Натан Эйдельман
Творческая история «Пиковой дамы»


Журнал «ЗНАНИЕ — СИЛА»

Номер 11/2004.


Натан Эйдельман стремительно ворвался в нашу литературу, в нашу историческую науку, более того, в нашу общественную и духовную жизнь и еще того более, в частную жизнь каждого из нас, в наше сознание, в нашу душу, определил многие наши представления, оценки, интересы, стал одним из тех, кто своей деятельностью, своими суждениями, своим присутствием обозначает духовный уровень своего времени?.

Так вскоре после смерти Натана Эйдельмана писал известный писатель Владимир Порудоминский. Сегодня, 15 лет спустя, мы повторяем его слова с еще большим основанием. Время все ставит на свои места, отделяя зерна от плевел. Именно поэтому книги его востребованы. Они на редкость современны!
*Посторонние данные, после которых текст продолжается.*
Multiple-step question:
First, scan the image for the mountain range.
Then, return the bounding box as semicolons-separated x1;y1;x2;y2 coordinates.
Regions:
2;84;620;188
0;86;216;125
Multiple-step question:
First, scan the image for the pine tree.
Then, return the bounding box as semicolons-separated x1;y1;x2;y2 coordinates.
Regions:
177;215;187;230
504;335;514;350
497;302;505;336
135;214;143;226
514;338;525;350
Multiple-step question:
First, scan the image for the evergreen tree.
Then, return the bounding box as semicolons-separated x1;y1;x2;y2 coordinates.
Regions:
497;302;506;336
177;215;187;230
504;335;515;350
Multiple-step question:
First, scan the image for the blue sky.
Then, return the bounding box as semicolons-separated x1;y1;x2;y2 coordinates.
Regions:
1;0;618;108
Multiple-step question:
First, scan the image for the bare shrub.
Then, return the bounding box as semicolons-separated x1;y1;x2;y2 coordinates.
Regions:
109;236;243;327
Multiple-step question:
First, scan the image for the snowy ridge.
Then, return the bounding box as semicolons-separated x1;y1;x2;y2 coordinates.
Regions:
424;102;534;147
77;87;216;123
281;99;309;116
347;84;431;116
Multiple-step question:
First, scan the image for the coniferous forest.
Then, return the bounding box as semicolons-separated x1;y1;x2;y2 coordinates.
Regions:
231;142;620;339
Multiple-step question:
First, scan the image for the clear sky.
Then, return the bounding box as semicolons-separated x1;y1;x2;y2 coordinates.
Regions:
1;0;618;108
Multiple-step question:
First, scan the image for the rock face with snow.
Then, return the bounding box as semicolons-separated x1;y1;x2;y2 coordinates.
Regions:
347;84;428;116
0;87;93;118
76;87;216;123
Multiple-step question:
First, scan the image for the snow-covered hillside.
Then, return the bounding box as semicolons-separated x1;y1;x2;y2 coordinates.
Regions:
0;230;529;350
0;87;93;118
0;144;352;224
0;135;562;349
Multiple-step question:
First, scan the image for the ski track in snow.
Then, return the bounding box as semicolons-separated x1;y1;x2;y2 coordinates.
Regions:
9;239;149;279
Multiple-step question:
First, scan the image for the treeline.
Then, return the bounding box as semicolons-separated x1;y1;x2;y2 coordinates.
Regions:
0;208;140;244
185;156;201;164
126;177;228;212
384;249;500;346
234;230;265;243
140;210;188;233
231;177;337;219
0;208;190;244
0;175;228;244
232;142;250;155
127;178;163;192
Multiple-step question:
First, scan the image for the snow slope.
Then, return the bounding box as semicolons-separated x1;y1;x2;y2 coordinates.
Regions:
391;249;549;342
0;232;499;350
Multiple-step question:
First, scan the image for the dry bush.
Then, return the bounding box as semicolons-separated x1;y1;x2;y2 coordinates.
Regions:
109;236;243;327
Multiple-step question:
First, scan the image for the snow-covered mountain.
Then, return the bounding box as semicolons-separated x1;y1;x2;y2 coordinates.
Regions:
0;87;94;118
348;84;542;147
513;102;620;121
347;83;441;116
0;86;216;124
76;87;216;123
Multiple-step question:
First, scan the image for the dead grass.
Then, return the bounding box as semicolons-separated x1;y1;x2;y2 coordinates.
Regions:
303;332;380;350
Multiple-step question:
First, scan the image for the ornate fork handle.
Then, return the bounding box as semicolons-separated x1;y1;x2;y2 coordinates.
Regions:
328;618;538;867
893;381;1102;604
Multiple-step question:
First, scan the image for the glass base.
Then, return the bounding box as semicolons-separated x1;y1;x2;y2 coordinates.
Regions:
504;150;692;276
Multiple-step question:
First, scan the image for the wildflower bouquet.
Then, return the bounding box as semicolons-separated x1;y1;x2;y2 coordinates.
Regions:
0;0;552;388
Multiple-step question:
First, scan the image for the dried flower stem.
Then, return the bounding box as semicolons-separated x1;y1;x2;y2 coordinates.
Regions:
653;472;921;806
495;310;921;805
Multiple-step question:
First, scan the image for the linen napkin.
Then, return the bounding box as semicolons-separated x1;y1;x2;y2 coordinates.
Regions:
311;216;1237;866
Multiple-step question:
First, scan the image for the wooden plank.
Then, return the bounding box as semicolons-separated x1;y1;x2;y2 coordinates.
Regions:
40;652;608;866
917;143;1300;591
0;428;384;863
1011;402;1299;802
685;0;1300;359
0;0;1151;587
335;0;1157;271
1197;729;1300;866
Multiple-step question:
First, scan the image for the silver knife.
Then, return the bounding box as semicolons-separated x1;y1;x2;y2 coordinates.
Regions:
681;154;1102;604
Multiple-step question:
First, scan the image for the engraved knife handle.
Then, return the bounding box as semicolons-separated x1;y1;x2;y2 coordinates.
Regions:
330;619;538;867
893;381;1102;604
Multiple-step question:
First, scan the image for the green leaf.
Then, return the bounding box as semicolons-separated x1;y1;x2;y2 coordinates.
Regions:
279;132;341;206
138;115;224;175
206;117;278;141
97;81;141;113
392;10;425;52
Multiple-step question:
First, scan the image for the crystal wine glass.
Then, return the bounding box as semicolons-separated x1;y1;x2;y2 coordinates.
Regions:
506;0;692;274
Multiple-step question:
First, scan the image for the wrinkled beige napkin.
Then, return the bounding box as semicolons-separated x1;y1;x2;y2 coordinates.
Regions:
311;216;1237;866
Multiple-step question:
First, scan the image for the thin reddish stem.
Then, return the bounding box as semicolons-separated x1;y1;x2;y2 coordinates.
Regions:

На редкость ко времени. Недаром издательство «Вагриус» готовит сейчас к изданию собрание сочинений Н. Эйдельмана.

В декабре 1984 года в Музее А.С. Пушкина проходила научная конференция «Мир Пиковой дамы». Тогда, двадцать лет назад, Натан Эйдельман выступал с докладом «Творческая история Пиковой дамы», докладом талантливым и ярким, как все, что он делал.

Сегодня, в годовщину его смерти, мы предлагаем письменный вариант этого доклада.


Известна мистика "Пиковой дамы", которая, в частности, и в полном отсутствии автографов. Как будто Пушкин специально позаботился об этом. Для большинства произведений автографы есть, здесь же — только отдельные фрагменты, которые делают повесть еще загадочнее. Главный же источник — текст в "Библиотеке для чтения".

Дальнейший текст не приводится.